Serialization the Crucial Element in Improving Food Safety

By Andre Caprio | Posted on March 18, 2024

Serialization the Crucial Element in Improving Food Safety

Food is necessary to sustain life, and for many of us, it is one of our great pleasures. We all require safe, nutritious food to maintain health and wellness. Food safety, nutrition, and food security are all intrinsically linked. When food is unsafe, it creates risks, especially for those vulnerable, such as children, the elderly, and the sick. Serialization technologies can help protect the safety of our food supply.

Foodborne illnesses are reported to cause an estimated 48 million illnesses, 128,000 hospitalizations, and 3,000 deaths each year in the United States. These illnesses stem from contaminated food due to harmful bacteria, viruses, parasites, and chemicals in food. The most common symptoms of food poisoning are diarrhea, stomach pain or cramps, nausea, vomiting, and fever; in severe cases, they can lead to hospitalization or even death.

Norovirus is the leading cause of viral foodborne illness, followed by Hepatitis A and Hepatitis E. Annually, norovirus is estimated to cause 125 million cases of foodborne illness and 35,000 deaths globally.

Foods Most Often Contaminated

Some foods are more prone to contain contaminants that make people ill, especially raw or undercooked foods from animals, such as meat, chicken, eggs, milk, and seafood. Raw vegetables, grains, and fruits, including leafy greens, and flour can also harbor germs. However, any food can be contaminated throughout the food production chain, or through cross-contamination in the kitchen.

When contaminated foods are identified, product recalls are often necessary to prevent the spread of foodborne illnesses.

Food Traceability to Improve Food Safety 

Foodborne illnesses significantly deter public health and are estimated to cost the United States more than $15.6 billion annually. According to the CDC, foodborne diseases impede socioeconomic development by straining healthcare systems and harming national economies, tourism, and trade.

These pervasive illnesses have spotlighted food safety and the need for food traceability so that an organization can quickly identify the origin of food and how it has traveled through the supply chain. Traceability is vital to ensuring the safety of agricultural products by providing a fast and efficient method to track potentially contaminated products, which is indispensable in preventing foodborne illnesses and further spread.
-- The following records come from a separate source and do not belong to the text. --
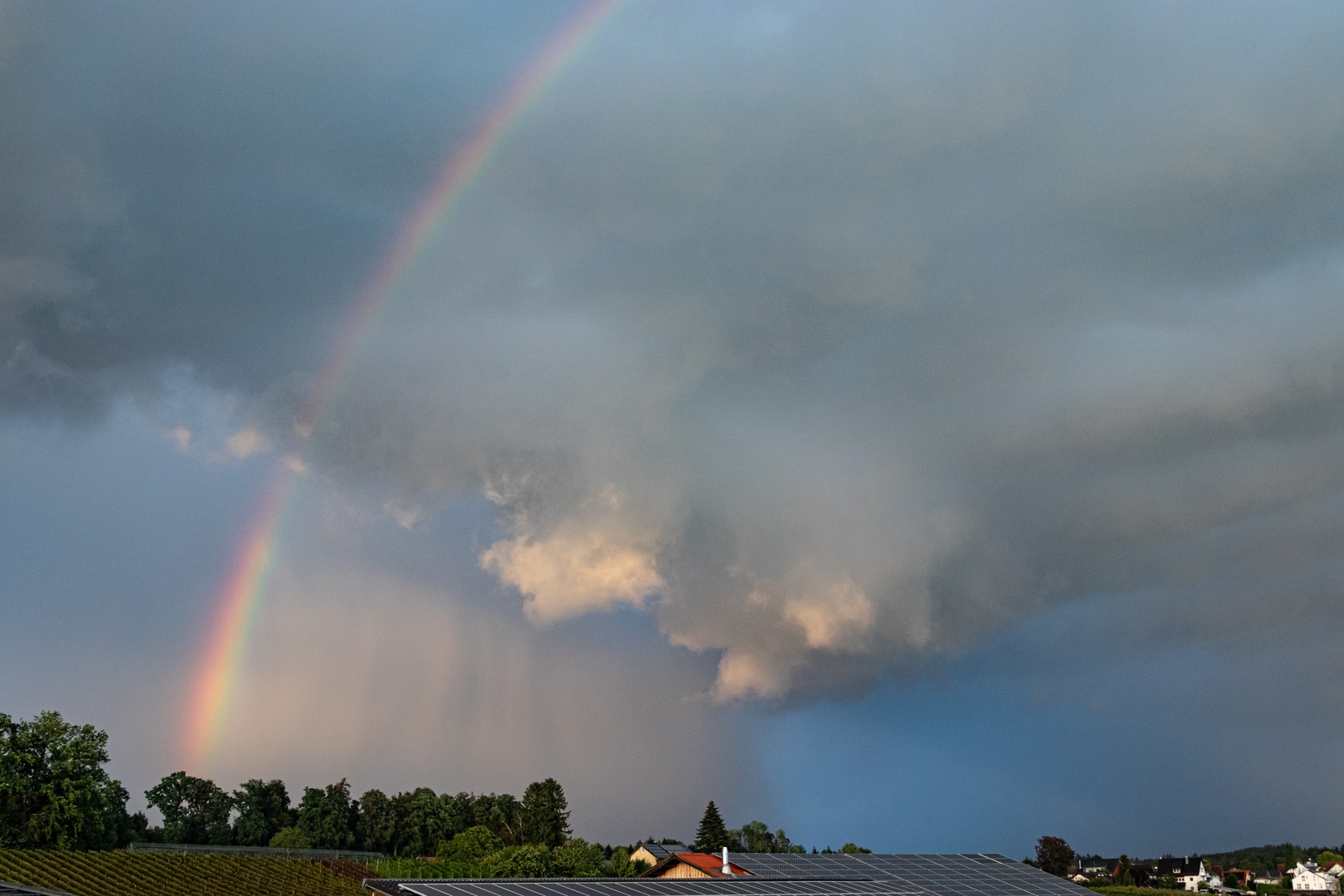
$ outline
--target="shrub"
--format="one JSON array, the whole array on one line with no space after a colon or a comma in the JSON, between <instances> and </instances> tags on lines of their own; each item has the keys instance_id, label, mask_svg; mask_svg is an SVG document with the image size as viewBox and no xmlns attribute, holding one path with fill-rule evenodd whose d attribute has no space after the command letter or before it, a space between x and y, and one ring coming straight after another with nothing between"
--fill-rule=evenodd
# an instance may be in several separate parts
<instances>
[{"instance_id":1,"label":"shrub","mask_svg":"<svg viewBox=\"0 0 1344 896\"><path fill-rule=\"evenodd\" d=\"M274 849L310 849L312 841L297 827L281 827L267 845Z\"/></svg>"},{"instance_id":2,"label":"shrub","mask_svg":"<svg viewBox=\"0 0 1344 896\"><path fill-rule=\"evenodd\" d=\"M491 862L496 877L550 877L551 850L546 846L508 846Z\"/></svg>"}]
</instances>

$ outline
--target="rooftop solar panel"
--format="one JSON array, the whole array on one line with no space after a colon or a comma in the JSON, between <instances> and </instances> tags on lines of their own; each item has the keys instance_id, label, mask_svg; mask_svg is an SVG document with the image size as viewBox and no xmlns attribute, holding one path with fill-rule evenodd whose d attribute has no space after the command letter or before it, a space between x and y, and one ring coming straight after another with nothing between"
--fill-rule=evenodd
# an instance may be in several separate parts
<instances>
[{"instance_id":1,"label":"rooftop solar panel","mask_svg":"<svg viewBox=\"0 0 1344 896\"><path fill-rule=\"evenodd\" d=\"M386 896L1090 896L996 853L731 853L751 876L368 880Z\"/></svg>"}]
</instances>

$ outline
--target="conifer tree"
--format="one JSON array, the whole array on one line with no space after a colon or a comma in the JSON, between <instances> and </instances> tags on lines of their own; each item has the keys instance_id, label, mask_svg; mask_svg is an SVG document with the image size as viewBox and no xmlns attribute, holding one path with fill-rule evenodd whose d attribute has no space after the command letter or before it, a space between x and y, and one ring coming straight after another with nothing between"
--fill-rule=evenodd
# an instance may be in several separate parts
<instances>
[{"instance_id":1,"label":"conifer tree","mask_svg":"<svg viewBox=\"0 0 1344 896\"><path fill-rule=\"evenodd\" d=\"M695 829L695 842L691 848L702 853L716 853L728 845L728 829L723 825L723 815L719 807L710 801L700 817L700 826Z\"/></svg>"},{"instance_id":2,"label":"conifer tree","mask_svg":"<svg viewBox=\"0 0 1344 896\"><path fill-rule=\"evenodd\" d=\"M523 842L555 848L570 838L570 806L555 780L534 780L523 793Z\"/></svg>"}]
</instances>

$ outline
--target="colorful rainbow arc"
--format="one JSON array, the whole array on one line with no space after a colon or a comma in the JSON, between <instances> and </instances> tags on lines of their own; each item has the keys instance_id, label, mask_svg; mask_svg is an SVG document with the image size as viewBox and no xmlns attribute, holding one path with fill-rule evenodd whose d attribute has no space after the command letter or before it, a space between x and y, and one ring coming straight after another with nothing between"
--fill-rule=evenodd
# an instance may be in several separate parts
<instances>
[{"instance_id":1,"label":"colorful rainbow arc","mask_svg":"<svg viewBox=\"0 0 1344 896\"><path fill-rule=\"evenodd\" d=\"M511 128L571 62L622 0L593 0L551 39L472 137L448 160L433 188L402 227L396 242L366 286L349 322L323 367L296 430L310 434L331 410L366 334L378 322L398 283L429 244L435 230L461 204ZM247 653L257 606L278 549L285 512L301 481L301 465L284 458L243 533L219 594L204 657L191 690L185 731L185 767L210 759L227 715L234 684Z\"/></svg>"}]
</instances>

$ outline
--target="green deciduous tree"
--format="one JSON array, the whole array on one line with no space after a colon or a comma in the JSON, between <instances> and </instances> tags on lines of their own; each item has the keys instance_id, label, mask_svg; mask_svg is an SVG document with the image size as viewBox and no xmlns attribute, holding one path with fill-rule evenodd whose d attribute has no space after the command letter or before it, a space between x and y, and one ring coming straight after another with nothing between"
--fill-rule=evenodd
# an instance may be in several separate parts
<instances>
[{"instance_id":1,"label":"green deciduous tree","mask_svg":"<svg viewBox=\"0 0 1344 896\"><path fill-rule=\"evenodd\" d=\"M630 862L630 850L617 846L612 850L612 875L616 877L634 877L637 872Z\"/></svg>"},{"instance_id":2,"label":"green deciduous tree","mask_svg":"<svg viewBox=\"0 0 1344 896\"><path fill-rule=\"evenodd\" d=\"M392 801L382 790L366 790L359 798L355 844L371 853L390 853L395 836L396 814L392 811Z\"/></svg>"},{"instance_id":3,"label":"green deciduous tree","mask_svg":"<svg viewBox=\"0 0 1344 896\"><path fill-rule=\"evenodd\" d=\"M164 817L164 842L214 846L234 842L228 823L234 798L207 778L175 771L146 790L145 799Z\"/></svg>"},{"instance_id":4,"label":"green deciduous tree","mask_svg":"<svg viewBox=\"0 0 1344 896\"><path fill-rule=\"evenodd\" d=\"M341 778L325 790L304 787L298 803L298 822L313 849L352 849L359 807L349 799L349 785Z\"/></svg>"},{"instance_id":5,"label":"green deciduous tree","mask_svg":"<svg viewBox=\"0 0 1344 896\"><path fill-rule=\"evenodd\" d=\"M770 833L770 826L763 821L749 821L742 825L742 830L738 834L738 844L741 849L735 849L734 852L773 853L774 834Z\"/></svg>"},{"instance_id":6,"label":"green deciduous tree","mask_svg":"<svg viewBox=\"0 0 1344 896\"><path fill-rule=\"evenodd\" d=\"M691 849L702 853L714 853L728 845L728 829L723 823L719 807L710 801L700 815L700 826L695 829L695 842Z\"/></svg>"},{"instance_id":7,"label":"green deciduous tree","mask_svg":"<svg viewBox=\"0 0 1344 896\"><path fill-rule=\"evenodd\" d=\"M234 823L239 846L265 846L282 827L294 823L284 780L253 778L234 791L238 821Z\"/></svg>"},{"instance_id":8,"label":"green deciduous tree","mask_svg":"<svg viewBox=\"0 0 1344 896\"><path fill-rule=\"evenodd\" d=\"M438 857L445 861L478 865L501 849L504 841L489 827L477 825L439 844Z\"/></svg>"},{"instance_id":9,"label":"green deciduous tree","mask_svg":"<svg viewBox=\"0 0 1344 896\"><path fill-rule=\"evenodd\" d=\"M597 877L606 850L582 837L571 837L551 850L551 870L560 877Z\"/></svg>"},{"instance_id":10,"label":"green deciduous tree","mask_svg":"<svg viewBox=\"0 0 1344 896\"><path fill-rule=\"evenodd\" d=\"M128 794L103 770L108 732L59 712L0 713L0 846L108 849L132 834Z\"/></svg>"},{"instance_id":11,"label":"green deciduous tree","mask_svg":"<svg viewBox=\"0 0 1344 896\"><path fill-rule=\"evenodd\" d=\"M523 791L524 844L559 846L570 834L570 809L564 789L554 778L534 780Z\"/></svg>"},{"instance_id":12,"label":"green deciduous tree","mask_svg":"<svg viewBox=\"0 0 1344 896\"><path fill-rule=\"evenodd\" d=\"M1036 841L1036 868L1055 877L1068 873L1074 849L1060 837L1042 837Z\"/></svg>"},{"instance_id":13,"label":"green deciduous tree","mask_svg":"<svg viewBox=\"0 0 1344 896\"><path fill-rule=\"evenodd\" d=\"M524 802L527 798L524 797ZM496 877L550 877L551 850L542 844L507 846L495 862Z\"/></svg>"}]
</instances>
Effective traceability requires serialization and a track and trace system.

Serialization assigns a unique identifier to a product (a serial number), at its lowest salable unit, and adds information about the product origin to the specific serial number. Serialization enables visibility of the product’s lifecycle as it moves throughout the food supply chain – starting with the farm down to the sellers’ level. A track and trace system verifies that the information on the label is valid. Track and trace systems use serial numbers to track individual products throughout the supply chain, from farm to table. Modern track and trace are cloud-based systems and provide 24/7/365 access for product verification that can help protect individuals from foodborne illnesses.

Regulations on the Horizon

Regulations that serialize products are already in place for the pharmaceutical industry. The US has enacted the Drug Supply Chain Security Act (DSCSA), whose core objectives are to protect consumers from exposure to dangerous drugs, including counterfeits, diverted, stolen, and contaminated medicines, and facilitate how the industry manages and executes the drug recall process. The law mandated that all medications must be serialized so that they can be tracked and traced from manufacturer to dispenser. The FDA is implementing similar laws with the Food Traceability Rule. 

By implementing serialization in agriculture, stakeholders can improve transparency, facilitate product recalls, and enhance product safety and quality control measures. Serialization can play a crucial role in ensuring the safety, reliability, and quality of food products while contributing to the sustainability of the industry.